Background Periodontal disease (PD) is a chronic bacterial infection of the supporting structures of the teeth. Behçet's Disease (BD) is a chronic multi-systemic inflammatory vasculitis. PD and BD have strong similarities in the underlying pathological processes; chronic inflammation and immune dysfunction are central to both diseases and both are modulated by cytokines which are mediators of inflammation.
Objectives The present study was designed to assess the association between PD and BD and to determine the effects of periodontal disease on disease severity and activity in patients with BD.
Methods Forty BD patients (36 males; 4 females) of mean age 33.5 years and mean disease duration 6.0 years fulfilling the criteria of the International Study Group for Behçet's disease and 30 age-sex-socioeconomic-dental hygiene-matched controls were assessed for PD. Exclusion criteria included smoking, diabetes mellitus, cancer and other inflammatory conditions. All subjects underwent a clinical, dental, laboratory and radiological evaluation. Clinical activity was assessed at the time of entry into the study on the basis of active symptoms and signs- oral ulcers, genital ulcers, eye lesions (retinal vasculitis, anterior or posterior uveitis), thrombophlebitis, active arthritis, positive pathergy test and laboratory findings (high ESR, elevated hsCRP and raised neutrophil count). Patients having at least 2 of the active signs and symptoms and both elevated ESR and hs-CRP were considered to have active disease. All 40 patients had oral ulcerations, 38 had skin lesions, 35 had genital ulcers, 20 had ocular lesions, 15 had arthritis, 20 had vascular lesions and 3 had central nervous system manifestations. BD patients were also assessed for clinical severity score (CSS). Physicians assessed the global improvement (PGA) in ulcer count and pain using a visual analogue scale (VAS) 0-10. The dental exam included a full-mouth periodontal exam for assessment of PD by gingival bleeding, recession, calculus, attachment levels and loss of teeth as well as pantomography X-ray evaluation. Blood samples were obtained and the hs-CRP, ESR and TNF alpha were assayed.

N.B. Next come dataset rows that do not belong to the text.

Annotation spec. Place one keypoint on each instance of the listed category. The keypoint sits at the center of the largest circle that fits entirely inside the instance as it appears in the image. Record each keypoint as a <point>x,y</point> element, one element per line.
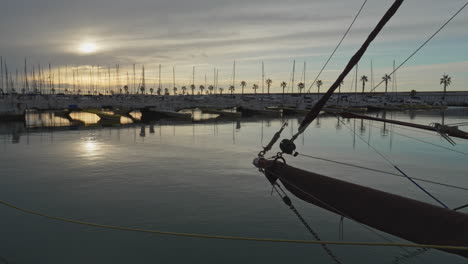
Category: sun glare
<point>88,47</point>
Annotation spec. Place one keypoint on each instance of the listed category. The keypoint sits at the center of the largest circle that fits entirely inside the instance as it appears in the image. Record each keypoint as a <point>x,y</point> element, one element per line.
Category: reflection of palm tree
<point>386,78</point>
<point>283,85</point>
<point>268,83</point>
<point>300,87</point>
<point>255,87</point>
<point>202,88</point>
<point>446,81</point>
<point>243,84</point>
<point>364,79</point>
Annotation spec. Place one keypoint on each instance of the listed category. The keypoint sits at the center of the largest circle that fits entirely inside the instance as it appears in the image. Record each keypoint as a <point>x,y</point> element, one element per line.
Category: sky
<point>212,34</point>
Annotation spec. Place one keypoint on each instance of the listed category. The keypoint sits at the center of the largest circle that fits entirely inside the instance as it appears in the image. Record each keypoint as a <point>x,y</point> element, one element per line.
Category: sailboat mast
<point>173,76</point>
<point>263,77</point>
<point>26,83</point>
<point>294,70</point>
<point>159,86</point>
<point>134,79</point>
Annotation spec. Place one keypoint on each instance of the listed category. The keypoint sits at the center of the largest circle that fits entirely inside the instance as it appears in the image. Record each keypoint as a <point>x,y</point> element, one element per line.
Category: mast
<point>214,80</point>
<point>372,76</point>
<point>159,86</point>
<point>173,76</point>
<point>1,74</point>
<point>304,74</point>
<point>294,70</point>
<point>234,75</point>
<point>143,79</point>
<point>356,82</point>
<point>26,83</point>
<point>134,79</point>
<point>263,77</point>
<point>193,75</point>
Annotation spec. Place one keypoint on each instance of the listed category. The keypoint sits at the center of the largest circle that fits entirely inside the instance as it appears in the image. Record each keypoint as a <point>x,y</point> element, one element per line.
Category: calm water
<point>199,178</point>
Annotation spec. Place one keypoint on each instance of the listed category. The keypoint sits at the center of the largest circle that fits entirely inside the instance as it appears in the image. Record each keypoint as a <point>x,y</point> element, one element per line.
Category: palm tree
<point>446,81</point>
<point>283,85</point>
<point>202,88</point>
<point>268,83</point>
<point>243,84</point>
<point>319,83</point>
<point>255,87</point>
<point>363,80</point>
<point>300,86</point>
<point>192,87</point>
<point>386,78</point>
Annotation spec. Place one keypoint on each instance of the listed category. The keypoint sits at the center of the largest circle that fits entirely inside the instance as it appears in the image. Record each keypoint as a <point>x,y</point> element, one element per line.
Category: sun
<point>88,47</point>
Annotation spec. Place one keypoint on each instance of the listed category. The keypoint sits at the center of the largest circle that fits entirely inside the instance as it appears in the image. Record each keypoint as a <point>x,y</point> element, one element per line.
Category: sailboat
<point>412,220</point>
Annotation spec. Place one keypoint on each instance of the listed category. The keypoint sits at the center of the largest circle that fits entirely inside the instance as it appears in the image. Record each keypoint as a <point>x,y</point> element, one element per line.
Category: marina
<point>194,141</point>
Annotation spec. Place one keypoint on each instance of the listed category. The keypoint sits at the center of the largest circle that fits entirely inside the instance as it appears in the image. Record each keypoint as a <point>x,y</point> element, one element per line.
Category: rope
<point>337,46</point>
<point>393,164</point>
<point>288,202</point>
<point>315,111</point>
<point>254,239</point>
<point>420,47</point>
<point>383,172</point>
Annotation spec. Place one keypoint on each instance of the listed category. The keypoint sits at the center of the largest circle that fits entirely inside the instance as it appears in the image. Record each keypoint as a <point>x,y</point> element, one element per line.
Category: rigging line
<point>422,45</point>
<point>315,111</point>
<point>427,142</point>
<point>288,202</point>
<point>383,172</point>
<point>252,239</point>
<point>394,165</point>
<point>338,211</point>
<point>337,46</point>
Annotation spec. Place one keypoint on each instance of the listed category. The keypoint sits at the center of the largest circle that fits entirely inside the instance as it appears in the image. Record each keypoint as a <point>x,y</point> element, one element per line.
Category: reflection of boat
<point>416,221</point>
<point>221,112</point>
<point>410,219</point>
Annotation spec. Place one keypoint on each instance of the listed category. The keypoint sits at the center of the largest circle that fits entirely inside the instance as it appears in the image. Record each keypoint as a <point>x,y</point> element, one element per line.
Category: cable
<point>394,165</point>
<point>337,46</point>
<point>383,172</point>
<point>253,239</point>
<point>420,47</point>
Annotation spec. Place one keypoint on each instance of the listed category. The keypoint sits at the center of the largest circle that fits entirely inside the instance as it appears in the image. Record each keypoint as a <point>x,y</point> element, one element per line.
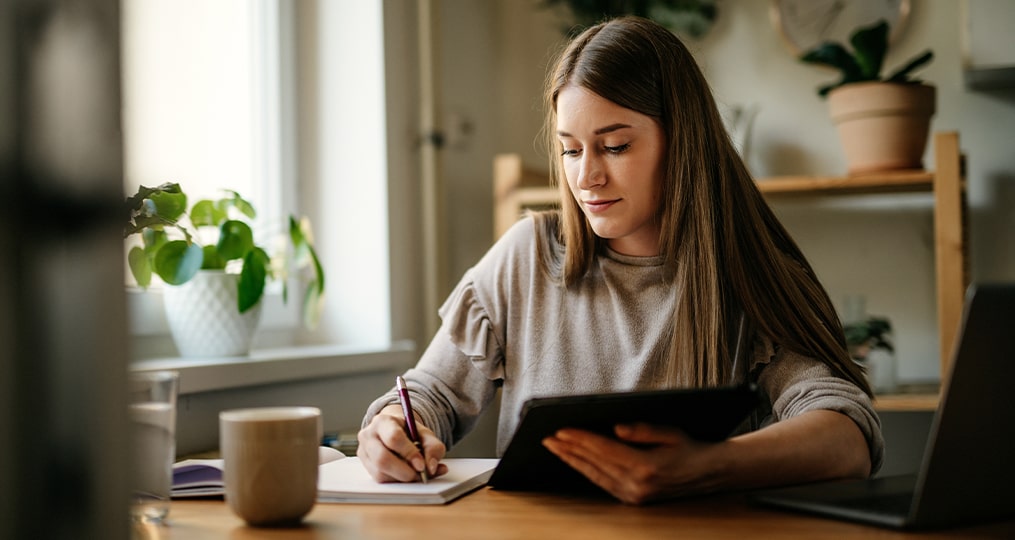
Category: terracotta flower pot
<point>882,126</point>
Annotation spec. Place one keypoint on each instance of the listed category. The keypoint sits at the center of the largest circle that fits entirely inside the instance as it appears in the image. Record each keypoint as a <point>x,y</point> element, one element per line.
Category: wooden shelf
<point>921,398</point>
<point>897,182</point>
<point>947,184</point>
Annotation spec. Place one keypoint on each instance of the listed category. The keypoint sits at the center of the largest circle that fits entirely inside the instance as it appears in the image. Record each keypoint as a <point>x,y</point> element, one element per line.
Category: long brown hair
<point>727,252</point>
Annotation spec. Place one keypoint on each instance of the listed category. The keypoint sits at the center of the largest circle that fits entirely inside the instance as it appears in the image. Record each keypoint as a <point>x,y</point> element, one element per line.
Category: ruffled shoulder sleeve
<point>471,330</point>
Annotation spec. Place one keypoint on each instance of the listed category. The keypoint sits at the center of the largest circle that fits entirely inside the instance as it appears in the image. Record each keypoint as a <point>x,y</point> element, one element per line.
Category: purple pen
<point>410,421</point>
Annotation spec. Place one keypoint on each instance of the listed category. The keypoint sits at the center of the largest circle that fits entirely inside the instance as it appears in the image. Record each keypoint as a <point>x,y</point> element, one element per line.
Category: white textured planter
<point>204,319</point>
<point>882,126</point>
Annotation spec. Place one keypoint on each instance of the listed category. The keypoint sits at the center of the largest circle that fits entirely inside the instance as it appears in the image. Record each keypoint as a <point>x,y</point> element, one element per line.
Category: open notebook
<point>343,479</point>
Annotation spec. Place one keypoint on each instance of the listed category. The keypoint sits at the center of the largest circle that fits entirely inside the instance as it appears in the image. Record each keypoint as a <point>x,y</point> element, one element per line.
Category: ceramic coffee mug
<point>271,462</point>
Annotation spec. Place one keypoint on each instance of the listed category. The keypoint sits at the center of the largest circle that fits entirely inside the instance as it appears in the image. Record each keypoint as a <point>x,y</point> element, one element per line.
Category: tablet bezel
<point>704,414</point>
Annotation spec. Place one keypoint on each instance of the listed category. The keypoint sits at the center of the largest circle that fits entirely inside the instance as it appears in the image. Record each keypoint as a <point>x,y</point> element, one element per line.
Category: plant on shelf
<point>180,243</point>
<point>870,45</point>
<point>871,333</point>
<point>883,121</point>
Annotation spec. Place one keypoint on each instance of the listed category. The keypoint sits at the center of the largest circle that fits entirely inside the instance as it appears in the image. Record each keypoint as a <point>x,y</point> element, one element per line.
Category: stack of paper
<point>346,480</point>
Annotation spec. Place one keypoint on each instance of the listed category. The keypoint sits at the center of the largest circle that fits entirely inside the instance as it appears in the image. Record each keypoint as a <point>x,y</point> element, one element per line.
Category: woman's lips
<point>600,205</point>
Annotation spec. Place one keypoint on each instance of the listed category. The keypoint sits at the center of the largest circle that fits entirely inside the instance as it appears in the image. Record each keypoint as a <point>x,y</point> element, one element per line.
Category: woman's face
<point>613,161</point>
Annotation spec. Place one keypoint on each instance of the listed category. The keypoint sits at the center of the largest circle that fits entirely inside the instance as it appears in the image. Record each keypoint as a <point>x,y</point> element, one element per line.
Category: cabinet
<point>518,188</point>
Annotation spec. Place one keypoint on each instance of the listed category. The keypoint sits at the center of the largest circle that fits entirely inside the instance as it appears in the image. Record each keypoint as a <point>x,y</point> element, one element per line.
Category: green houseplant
<point>883,120</point>
<point>864,64</point>
<point>179,242</point>
<point>869,341</point>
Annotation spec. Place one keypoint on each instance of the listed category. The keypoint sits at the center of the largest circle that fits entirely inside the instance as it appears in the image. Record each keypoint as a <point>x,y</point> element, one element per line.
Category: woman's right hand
<point>390,456</point>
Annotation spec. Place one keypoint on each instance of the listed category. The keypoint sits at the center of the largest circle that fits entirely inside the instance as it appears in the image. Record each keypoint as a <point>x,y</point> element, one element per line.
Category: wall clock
<point>805,23</point>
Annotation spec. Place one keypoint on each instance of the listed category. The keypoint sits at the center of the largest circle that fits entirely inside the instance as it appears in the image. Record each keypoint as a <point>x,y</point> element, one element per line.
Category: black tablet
<point>704,414</point>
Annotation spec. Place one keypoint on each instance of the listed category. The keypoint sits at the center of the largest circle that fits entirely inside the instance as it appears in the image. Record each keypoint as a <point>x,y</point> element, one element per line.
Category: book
<point>345,480</point>
<point>203,477</point>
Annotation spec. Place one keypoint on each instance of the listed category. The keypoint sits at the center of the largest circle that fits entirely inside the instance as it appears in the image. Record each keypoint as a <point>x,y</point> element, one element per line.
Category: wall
<point>494,57</point>
<point>880,249</point>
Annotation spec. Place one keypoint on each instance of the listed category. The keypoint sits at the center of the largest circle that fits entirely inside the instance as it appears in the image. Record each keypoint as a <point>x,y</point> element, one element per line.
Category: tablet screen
<point>704,414</point>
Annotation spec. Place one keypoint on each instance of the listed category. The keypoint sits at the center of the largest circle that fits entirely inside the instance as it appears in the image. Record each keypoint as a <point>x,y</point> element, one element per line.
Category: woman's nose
<point>591,174</point>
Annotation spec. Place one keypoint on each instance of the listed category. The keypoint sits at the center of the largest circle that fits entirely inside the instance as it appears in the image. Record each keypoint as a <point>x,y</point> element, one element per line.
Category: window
<point>212,98</point>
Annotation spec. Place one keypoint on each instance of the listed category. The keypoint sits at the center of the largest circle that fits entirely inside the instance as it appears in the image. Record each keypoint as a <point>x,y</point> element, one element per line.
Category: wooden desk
<point>489,514</point>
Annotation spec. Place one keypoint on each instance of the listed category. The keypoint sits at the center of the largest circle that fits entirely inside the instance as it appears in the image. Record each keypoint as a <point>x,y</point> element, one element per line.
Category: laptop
<point>967,471</point>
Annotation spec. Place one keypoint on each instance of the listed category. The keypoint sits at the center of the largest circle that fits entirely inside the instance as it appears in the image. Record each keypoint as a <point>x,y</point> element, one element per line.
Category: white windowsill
<point>282,364</point>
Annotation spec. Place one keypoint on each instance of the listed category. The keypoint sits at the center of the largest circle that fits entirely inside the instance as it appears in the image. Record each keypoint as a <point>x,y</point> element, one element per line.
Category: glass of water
<point>152,413</point>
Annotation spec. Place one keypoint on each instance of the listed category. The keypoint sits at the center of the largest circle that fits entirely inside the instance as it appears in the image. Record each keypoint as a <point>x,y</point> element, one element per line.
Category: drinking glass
<point>152,413</point>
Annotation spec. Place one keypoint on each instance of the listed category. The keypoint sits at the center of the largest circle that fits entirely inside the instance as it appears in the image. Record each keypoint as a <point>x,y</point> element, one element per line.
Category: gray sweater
<point>508,326</point>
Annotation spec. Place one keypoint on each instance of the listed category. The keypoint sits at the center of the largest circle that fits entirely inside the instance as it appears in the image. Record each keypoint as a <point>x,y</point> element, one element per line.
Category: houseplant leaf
<point>235,240</point>
<point>204,213</point>
<point>902,74</point>
<point>178,261</point>
<point>870,46</point>
<point>252,278</point>
<point>139,266</point>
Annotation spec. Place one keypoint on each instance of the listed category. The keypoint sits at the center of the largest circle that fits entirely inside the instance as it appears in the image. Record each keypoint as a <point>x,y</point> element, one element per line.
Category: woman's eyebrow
<point>600,131</point>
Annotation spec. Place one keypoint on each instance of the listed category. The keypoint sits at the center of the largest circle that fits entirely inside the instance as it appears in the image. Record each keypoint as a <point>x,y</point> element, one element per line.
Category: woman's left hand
<point>648,463</point>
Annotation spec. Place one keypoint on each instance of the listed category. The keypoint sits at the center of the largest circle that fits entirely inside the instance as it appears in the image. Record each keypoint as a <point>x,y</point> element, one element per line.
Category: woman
<point>662,247</point>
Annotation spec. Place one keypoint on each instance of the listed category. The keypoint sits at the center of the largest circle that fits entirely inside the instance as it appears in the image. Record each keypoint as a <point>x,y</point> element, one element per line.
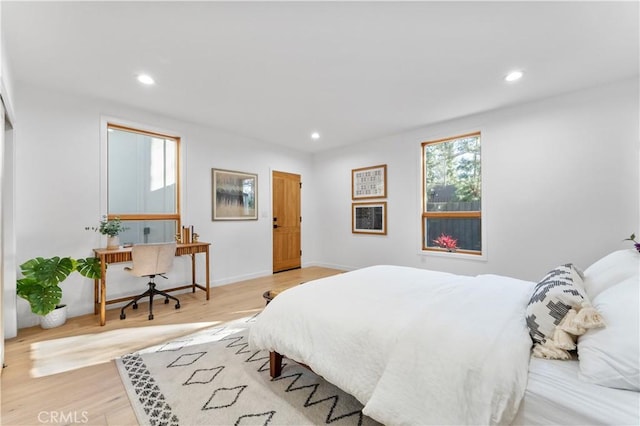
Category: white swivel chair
<point>150,260</point>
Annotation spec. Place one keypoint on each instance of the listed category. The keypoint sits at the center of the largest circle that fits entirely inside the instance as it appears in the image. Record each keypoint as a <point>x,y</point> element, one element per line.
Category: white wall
<point>561,184</point>
<point>58,195</point>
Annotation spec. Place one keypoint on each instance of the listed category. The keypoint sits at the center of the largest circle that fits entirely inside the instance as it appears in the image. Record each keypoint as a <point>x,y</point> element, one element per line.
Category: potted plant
<point>40,285</point>
<point>111,228</point>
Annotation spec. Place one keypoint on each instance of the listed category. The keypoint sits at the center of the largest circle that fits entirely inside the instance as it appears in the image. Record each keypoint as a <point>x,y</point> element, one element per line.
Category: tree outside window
<point>452,195</point>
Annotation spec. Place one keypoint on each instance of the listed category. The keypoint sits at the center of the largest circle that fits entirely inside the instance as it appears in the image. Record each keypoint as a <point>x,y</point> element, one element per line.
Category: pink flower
<point>446,241</point>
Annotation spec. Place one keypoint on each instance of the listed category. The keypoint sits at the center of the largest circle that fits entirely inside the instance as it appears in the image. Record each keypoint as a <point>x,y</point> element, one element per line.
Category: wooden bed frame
<point>275,364</point>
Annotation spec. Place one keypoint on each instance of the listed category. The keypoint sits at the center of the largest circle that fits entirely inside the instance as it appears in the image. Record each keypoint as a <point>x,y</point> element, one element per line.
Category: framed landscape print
<point>234,195</point>
<point>369,182</point>
<point>369,218</point>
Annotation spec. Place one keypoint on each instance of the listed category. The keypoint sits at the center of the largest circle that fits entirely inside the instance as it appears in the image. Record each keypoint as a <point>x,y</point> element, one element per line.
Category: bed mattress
<point>556,395</point>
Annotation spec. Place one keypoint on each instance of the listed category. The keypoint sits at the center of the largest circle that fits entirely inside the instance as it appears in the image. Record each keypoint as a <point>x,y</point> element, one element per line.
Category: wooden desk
<point>124,255</point>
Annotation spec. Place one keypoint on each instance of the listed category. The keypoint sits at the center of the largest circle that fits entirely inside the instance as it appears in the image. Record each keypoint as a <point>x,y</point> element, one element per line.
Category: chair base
<point>149,293</point>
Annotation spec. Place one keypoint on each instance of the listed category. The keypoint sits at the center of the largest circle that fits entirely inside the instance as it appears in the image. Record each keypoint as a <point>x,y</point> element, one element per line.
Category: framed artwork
<point>369,182</point>
<point>234,195</point>
<point>369,218</point>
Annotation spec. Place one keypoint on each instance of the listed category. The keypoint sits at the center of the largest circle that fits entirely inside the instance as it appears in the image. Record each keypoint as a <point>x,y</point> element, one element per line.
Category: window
<point>451,195</point>
<point>143,183</point>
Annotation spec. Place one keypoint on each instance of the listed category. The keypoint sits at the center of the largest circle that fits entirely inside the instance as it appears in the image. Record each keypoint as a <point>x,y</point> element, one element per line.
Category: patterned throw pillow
<point>558,311</point>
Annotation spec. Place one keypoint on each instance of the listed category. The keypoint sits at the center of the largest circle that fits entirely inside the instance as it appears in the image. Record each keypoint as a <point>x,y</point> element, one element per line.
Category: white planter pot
<point>55,318</point>
<point>113,243</point>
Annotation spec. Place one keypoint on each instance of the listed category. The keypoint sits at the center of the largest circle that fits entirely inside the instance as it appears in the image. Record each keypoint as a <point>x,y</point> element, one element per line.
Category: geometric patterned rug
<point>212,377</point>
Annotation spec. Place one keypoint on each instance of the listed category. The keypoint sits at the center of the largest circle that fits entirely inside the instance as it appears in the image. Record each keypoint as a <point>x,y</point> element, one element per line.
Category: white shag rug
<point>213,377</point>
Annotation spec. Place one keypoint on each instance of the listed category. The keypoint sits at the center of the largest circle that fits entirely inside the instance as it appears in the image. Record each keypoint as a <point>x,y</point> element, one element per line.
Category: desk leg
<point>103,292</point>
<point>207,271</point>
<point>193,272</point>
<point>96,297</point>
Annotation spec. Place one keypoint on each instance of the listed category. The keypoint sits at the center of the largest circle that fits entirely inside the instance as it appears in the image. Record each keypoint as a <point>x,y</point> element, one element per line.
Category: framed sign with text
<point>369,182</point>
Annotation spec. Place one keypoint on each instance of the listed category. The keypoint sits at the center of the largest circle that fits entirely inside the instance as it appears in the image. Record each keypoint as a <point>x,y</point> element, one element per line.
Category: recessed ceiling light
<point>514,76</point>
<point>146,79</point>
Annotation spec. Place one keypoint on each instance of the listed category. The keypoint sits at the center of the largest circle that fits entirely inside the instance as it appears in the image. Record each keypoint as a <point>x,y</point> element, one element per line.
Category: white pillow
<point>611,270</point>
<point>610,356</point>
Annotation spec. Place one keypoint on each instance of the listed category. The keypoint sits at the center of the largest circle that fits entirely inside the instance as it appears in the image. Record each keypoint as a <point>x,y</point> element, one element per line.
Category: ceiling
<point>353,71</point>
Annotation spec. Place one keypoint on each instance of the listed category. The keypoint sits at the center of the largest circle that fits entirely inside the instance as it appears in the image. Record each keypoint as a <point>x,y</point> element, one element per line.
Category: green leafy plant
<point>632,238</point>
<point>108,227</point>
<point>446,242</point>
<point>42,276</point>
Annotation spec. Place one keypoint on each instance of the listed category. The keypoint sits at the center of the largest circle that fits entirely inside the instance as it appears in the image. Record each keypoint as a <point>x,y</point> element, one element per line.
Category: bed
<point>416,346</point>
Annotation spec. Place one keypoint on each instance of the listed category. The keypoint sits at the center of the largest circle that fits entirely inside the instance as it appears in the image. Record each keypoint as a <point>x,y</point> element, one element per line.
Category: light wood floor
<point>95,395</point>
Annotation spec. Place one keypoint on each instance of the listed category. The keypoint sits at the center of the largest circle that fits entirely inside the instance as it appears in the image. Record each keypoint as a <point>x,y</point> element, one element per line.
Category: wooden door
<point>286,221</point>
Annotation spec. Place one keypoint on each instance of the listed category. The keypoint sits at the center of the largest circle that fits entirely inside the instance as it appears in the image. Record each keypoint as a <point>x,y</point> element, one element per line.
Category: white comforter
<point>414,346</point>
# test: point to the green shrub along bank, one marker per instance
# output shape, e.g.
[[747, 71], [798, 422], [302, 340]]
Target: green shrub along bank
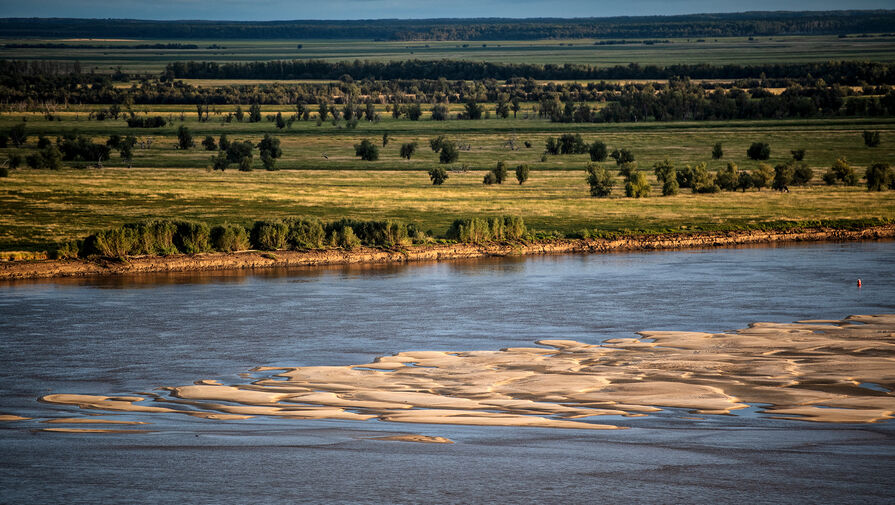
[[165, 237]]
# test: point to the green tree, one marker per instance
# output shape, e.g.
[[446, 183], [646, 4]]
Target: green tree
[[637, 186], [255, 113], [407, 150], [879, 176], [598, 151], [366, 150], [727, 178], [599, 179], [14, 160], [473, 110], [664, 170], [220, 161], [522, 172], [184, 138], [17, 135], [449, 152], [209, 143], [871, 138], [271, 146], [436, 143], [439, 112], [269, 162], [622, 156], [782, 177], [759, 151], [438, 175], [414, 112]]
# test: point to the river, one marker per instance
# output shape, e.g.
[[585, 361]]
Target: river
[[131, 334]]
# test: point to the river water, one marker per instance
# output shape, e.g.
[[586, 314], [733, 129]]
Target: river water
[[126, 335]]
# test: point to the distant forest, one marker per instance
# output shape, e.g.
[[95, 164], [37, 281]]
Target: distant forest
[[844, 72], [698, 25]]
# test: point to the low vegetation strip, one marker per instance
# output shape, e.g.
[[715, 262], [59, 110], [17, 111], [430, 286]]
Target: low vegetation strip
[[386, 242]]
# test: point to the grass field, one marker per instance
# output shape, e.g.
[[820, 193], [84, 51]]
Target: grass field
[[735, 50], [42, 207], [305, 143]]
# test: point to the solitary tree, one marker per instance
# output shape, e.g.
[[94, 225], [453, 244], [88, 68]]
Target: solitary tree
[[759, 151], [473, 110], [871, 138], [783, 177], [522, 172], [622, 156], [17, 135], [407, 150], [220, 161], [727, 178], [271, 146], [449, 152], [879, 176], [599, 179], [439, 112], [255, 113], [744, 181], [366, 150], [184, 138], [438, 175], [637, 186], [209, 143], [598, 151]]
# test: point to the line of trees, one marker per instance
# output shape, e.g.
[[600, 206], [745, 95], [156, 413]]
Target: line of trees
[[844, 72], [701, 25]]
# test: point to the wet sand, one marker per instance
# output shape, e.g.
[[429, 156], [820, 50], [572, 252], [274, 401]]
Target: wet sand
[[820, 371]]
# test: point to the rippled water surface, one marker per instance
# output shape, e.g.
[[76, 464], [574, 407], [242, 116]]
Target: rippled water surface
[[125, 335]]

Results The findings of this study showed an association between PD and BD. Of the 40 BD patients studied, 29 (73%) had PD. Active BD patients (23/40) had significantly more PD and higher serum levels of ESR, hsCRP and TNF alpha when compared to inactive (17/40) BD patients. The severity of PD correlated to BD disease duration (r =0.528, p<0.001), VAS for pain (r =0.424, p<0.001), CCS (r =0.554, p<0.001), PGA (r =0.478, p<0.001), TNF- alpha (r =0.557, p<0.001), ESR (r =0.385, p<0.005) and hs-CRP (r =0.583, p<0.003) respectively.
Conclusions It can be concluded that there is an association between periodontitis and BD. Our results showed that PD is prevalent in BD patients and associated with disease severity. PD creates a “systemic inflammation” milieu which further adds to the inflammation burden of BD aiding the progression of the disease. A better understanding of the biological processes common to both diseases may help in finding new ways to treat them with medications that modify the body's response to inflammation. Oral health thus becomes an important parameter of medical health and quality of life in BD sufferers.